## Monday, October 31, 2011

### The Riemann Hypothesis Resolved ( Hopefully finally)

Riemann said that all his non – trivial zeros lie on the line ( y = ½ ) . These zeros are at the location that the primes form a right angle line to ( y = ½ ) or in other words, are vertical to the line ( y = ½ ) . Prime numbers are defined as numbers that can only be divided by themselves and ( 1 ). An example of one digit primes are ( 1, 2, 3, 5, 7 ). You can see from these numbers that primes aren't linear ( 1, 2, 3, 4 ) but form harmonics. If all the primes were played musically, you would get a tune. The physical distance between the primes would be similar to the value of the rests in a musical piece. Calculations have been done on the location that some of Riemann's zeros lie on the line ( y = ½ ) using Riemann's formula ( ½ + bi ). The first few zeroes were calculated around  14.1344725, 21.022040, 25.010858, 30.424876, 32.935062, and 37.586178. These numbers are not close to the position of the beginning one digit primes ( 1, 2, 3, 5, 7 ). You will see that the distance between ( 1, 2, 3, ) is ( 1 ) and the distance between 3 & 5, 5 & 7, is 2. Riemann, in his Riemann's Hypothesis, said that the zeros in his hypothesis all have the value of ½ and lie on the line ( y = ½ ) . Riemann also said that the zeros can be manipulated ( positions changed or zeros added ) in order to get the primes closer to their true location. This manipulation changes the physical distance between the primes which is equivalent to altering the value of the rests in a musical piece.

1. 1 X .99 = .99 ( 1 )

2. 2 X .99 = 1.98 ( 2 )

3. 3 X .99 = 2.97 ( 3 )

If we add the digit ( ½ ) or ( .5 ) in Riemann's line ( y = ½ ) and Riemann's zero ( 0 ) to .99, we form the number ( .509999 ).

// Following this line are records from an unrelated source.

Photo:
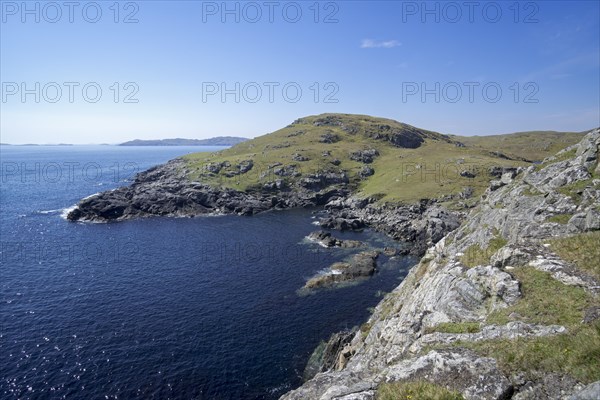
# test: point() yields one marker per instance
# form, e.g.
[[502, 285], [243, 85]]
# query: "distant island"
[[216, 141]]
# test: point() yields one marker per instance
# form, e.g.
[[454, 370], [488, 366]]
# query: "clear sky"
[[202, 69]]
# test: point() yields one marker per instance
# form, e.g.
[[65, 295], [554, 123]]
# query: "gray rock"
[[366, 171], [590, 392], [365, 156]]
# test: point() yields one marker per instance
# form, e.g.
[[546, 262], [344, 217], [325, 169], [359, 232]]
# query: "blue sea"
[[158, 308]]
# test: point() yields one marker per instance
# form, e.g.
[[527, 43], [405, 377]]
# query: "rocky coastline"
[[430, 327], [469, 271]]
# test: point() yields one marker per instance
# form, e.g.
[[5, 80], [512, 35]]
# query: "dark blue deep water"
[[204, 308]]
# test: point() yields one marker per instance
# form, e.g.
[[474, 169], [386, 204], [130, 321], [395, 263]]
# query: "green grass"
[[582, 249], [475, 255], [574, 190], [560, 218], [401, 174], [415, 391], [544, 301], [530, 191], [455, 327], [562, 157], [364, 330], [576, 353]]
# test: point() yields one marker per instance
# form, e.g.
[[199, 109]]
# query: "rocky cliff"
[[499, 308]]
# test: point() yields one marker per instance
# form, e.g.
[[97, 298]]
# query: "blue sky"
[[375, 58]]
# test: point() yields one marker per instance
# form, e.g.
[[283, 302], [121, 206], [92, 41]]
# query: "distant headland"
[[216, 141]]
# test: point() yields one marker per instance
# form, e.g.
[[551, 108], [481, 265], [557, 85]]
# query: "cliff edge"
[[505, 307]]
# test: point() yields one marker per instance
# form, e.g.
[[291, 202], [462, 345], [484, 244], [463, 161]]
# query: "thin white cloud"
[[372, 44]]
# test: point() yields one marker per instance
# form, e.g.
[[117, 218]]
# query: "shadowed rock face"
[[166, 191], [396, 347]]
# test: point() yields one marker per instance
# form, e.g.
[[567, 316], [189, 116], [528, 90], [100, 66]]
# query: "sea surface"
[[180, 308]]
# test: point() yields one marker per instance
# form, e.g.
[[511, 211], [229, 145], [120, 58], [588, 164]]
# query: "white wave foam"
[[66, 211]]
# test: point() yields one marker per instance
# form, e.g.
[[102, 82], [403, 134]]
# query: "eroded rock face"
[[166, 191], [441, 289]]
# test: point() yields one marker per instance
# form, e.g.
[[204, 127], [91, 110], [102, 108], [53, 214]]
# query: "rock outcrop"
[[401, 341], [165, 190], [361, 265]]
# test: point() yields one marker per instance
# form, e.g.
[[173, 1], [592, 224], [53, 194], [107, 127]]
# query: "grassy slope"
[[401, 174]]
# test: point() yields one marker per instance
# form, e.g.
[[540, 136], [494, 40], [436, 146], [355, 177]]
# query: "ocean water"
[[181, 308]]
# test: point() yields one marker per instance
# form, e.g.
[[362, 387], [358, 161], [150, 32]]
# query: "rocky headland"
[[497, 309], [499, 291]]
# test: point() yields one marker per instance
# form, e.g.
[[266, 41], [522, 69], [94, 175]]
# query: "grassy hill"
[[393, 161]]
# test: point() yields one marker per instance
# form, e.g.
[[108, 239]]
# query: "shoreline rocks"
[[361, 265]]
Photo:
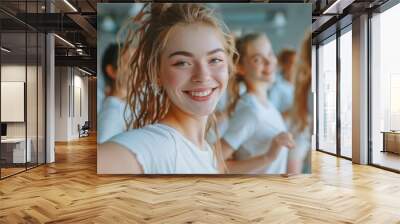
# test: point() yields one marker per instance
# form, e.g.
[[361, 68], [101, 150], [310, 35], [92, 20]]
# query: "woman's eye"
[[215, 61], [181, 64]]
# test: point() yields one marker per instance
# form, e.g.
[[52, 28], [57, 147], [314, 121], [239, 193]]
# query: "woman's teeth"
[[202, 93]]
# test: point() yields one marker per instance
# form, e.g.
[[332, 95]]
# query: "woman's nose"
[[201, 73]]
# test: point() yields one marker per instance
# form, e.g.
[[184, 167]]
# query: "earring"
[[156, 88]]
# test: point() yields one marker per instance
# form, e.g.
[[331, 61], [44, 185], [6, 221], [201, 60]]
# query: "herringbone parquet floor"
[[70, 191]]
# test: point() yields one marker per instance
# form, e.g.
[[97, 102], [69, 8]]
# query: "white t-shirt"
[[281, 94], [251, 130], [161, 149], [111, 120]]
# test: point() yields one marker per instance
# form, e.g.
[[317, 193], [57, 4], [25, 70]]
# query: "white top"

1. 5 X ( .509999 ) = 2.549995 (4)

2. 7 X ( .509999 ) = 3.569993 ( 5 )

3. 11 X ( .509999 ) = 5.609989 ( 6 )

This basic principle calculates the position of the primes fairly accurately up to prime 31.

Using the same multipliers on the next prime ( 37 ) we get ( 37 X .509999 = 18.869963. Prime ( 37 ) is actually the 13th prime. Riemann said that the zeros can be manipulated ( positions changed or zeros added ). We still need the ( ½ ) in Riemann's line ( y = ½ ) and the ( 9's ). If we take ( .509999 ) and multiply it by itself ( ( .509999 X .509999 = .26009898 ).

1. ( 37 X .509999 X ,509999 = 9.62366226 ( 13 )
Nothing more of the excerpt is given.